Daniel Slater has directed some superb productions but his take on Don Giovanni, which opened the Grange Park season, is a total bummer.
The text is apparently the Vienna version. Recit is cut back, the scene of Masetto’s beating-up is so reduced it barely registers, Zerlina loses her subsequent aria ‘Vedrai, carino’ and Elvira’s ‘Mi tradi’ is butchered nonsensically. All of which is unacceptable at a festival but presumably obviates paying overtime.
Francis O’Connor’s setting has a shattered mirror as ceiling, Chris Davey’s murky lighting design creating criss-crosses of scintillating light which continually obscure the players.
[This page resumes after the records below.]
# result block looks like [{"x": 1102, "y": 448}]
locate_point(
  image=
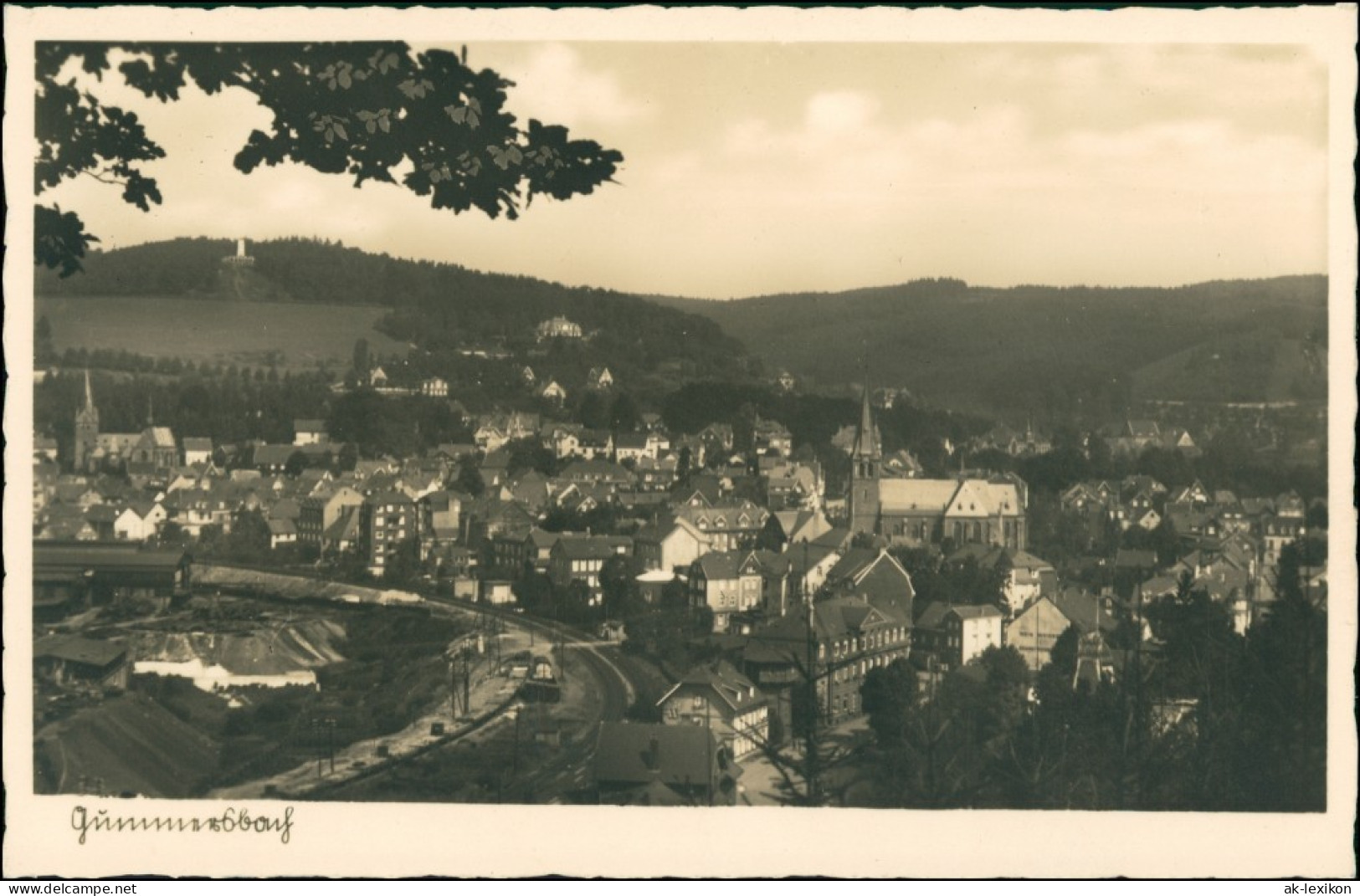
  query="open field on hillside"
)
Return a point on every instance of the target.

Furniture comprises odd chairs and a Last Supper table on a revolve.
Sepulchral, non-singing extras in 18th-century gear sit at the long table and manoeuvre props. So, no companions for Zerlina’s and Masetto’s betrothal celebrations, no peasantry at Giovanni’s bash to reflect the irony of his ‘Viva la libertà ’.
During the Overture Giovanni weds then tups Elvira and has sex with a consenting Anna, whom he promptly dumps. Is that why she pretends not to recognise Giovanni once into the action, resists Ottavio’s amorous appeals but sets him on to avenge her ‘rape’?
There is no descent into hell at the finale. Instead, Elvira stabs the Don for the ghostly Commendatore, then joins the remaining protagonists, who swagger on as Grange Park audience surrogates and tuck roisteringly into their picnics.
The singing is mediocre to dreadful, the acting coarse to bland. Stefan Solyom conducts a reading which does some justice to Mozart’s glorious score. Otherwise, it’s disgraceful farrago.